The newly single mother of four explained that she ended up exhausting all of her FMLA, PTO and short-term disability leave earlier this year for her maternity leave with her infant son. As a result, she was only granted one week at home with Kenyon and has to return back to work next week.
“I was very angry for a while about how long it took to get my son’s diagnosis, but I realize it’s so rare that it probably, I don’t know that there would have been a much different outcome,” Skipper said. “It probably would have been a lot different if I hadn’t been a nurse and not pushed for what I knew was right and listened to my instincts, but from what I’m told this is the youngest case they’ve ever seen and the first that they’ve ever seen in the spinal nerves.”
Skipper added that this was even more rare in that it appears to be a spontaneous gene mutation, with no hereditary component.
“They believe he’s probably had these tumors since before he was born, so it’s just that they didn’t manifest until they got so big that they started causing problems with his function,” Skipper said.
Skipper said she does not want to shame the doctors who didn’t catch the tumors early on or make them feel like they didn’t do enough.
“There was a point where I was really mad, I was really angry, I was really sad, and a lot of things crossed my mind, but at the end of the day, I feel like nobody was negligent per se,” Skipper said. “They just didn’t know what they didn’t know, and sometimes it takes a parent to be pushy and advocate for what they feel is best for things to happen.”
Skipper’s cousin Jessica Beall set up a GoFundMe to raise money while Kenyon fights this battle. Skipper said she was just humbled by the fundraiser and wasn’t surprised that Beall would create a GoFundMe. The link is https://gf.me/u/ygfp68.
The family has also set up a meal train. People can sign up at https://mealtrain.com/g4m3we.

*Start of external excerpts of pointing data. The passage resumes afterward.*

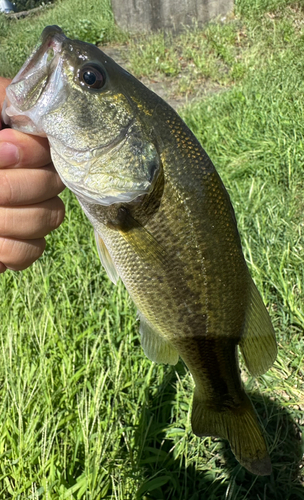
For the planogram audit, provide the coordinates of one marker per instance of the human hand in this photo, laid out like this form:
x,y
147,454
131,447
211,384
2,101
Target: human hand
x,y
29,205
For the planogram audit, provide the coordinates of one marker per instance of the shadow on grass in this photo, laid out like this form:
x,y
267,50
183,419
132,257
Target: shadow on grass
x,y
168,478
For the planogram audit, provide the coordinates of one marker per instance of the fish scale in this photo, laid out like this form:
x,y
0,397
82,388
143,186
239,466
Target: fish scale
x,y
163,222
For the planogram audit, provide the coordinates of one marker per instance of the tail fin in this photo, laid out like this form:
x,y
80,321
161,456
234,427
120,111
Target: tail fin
x,y
240,426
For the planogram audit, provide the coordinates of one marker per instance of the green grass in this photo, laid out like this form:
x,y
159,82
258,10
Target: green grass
x,y
83,413
221,54
92,22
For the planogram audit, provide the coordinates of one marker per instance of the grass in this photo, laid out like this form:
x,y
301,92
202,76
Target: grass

Another way people can support Kenyon and his family is by donating to an account that will be set up at Extraco Banks in Copperas Cove. It is a benefit account, where people can donate money by cash or check that will go to Kenyon.
“Usually, when somebody goes through a hardship, we do a benefit account and that will benefit them for the first 90 days and then after that, it will be closed down,” said Sabrina Brightwell with Extraco Banks. “We were wanting to set up something for him on a permanent basis. His grandmother is a customer of ours, so we wanted to help out the family in getting any donations directly to them in Kenyon’s name.”
Skipper said that Kenyon is doing great and has been strong going through this.
“He’s done so well with his therapy, it feels like he’s getting better every day, and I feel like at some point, he’ll be able to walk again,” Skipper said.
Kenyon loves to receive mail and loves to read the cards people have been sending.
“He’s enjoying getting the cards and reading them and asking me lots of questions about who these people are, and sometimes I’m like, ‘I don’t know. They’re just people who, they read your story, and they think you’re awesome, so they want to encourage you to keep going with your therapy and doing all the great things that we know you’re going to do later,’” Skipper said. “He just has such a big heart. It’s hard that he’s going through all of this stuff, but he just keeps going. He stays positive and keeps doing everything we ask him to do.”
Those interested can send Kenyon mail at 797 Raine Dr., Copperas Cove, Texas.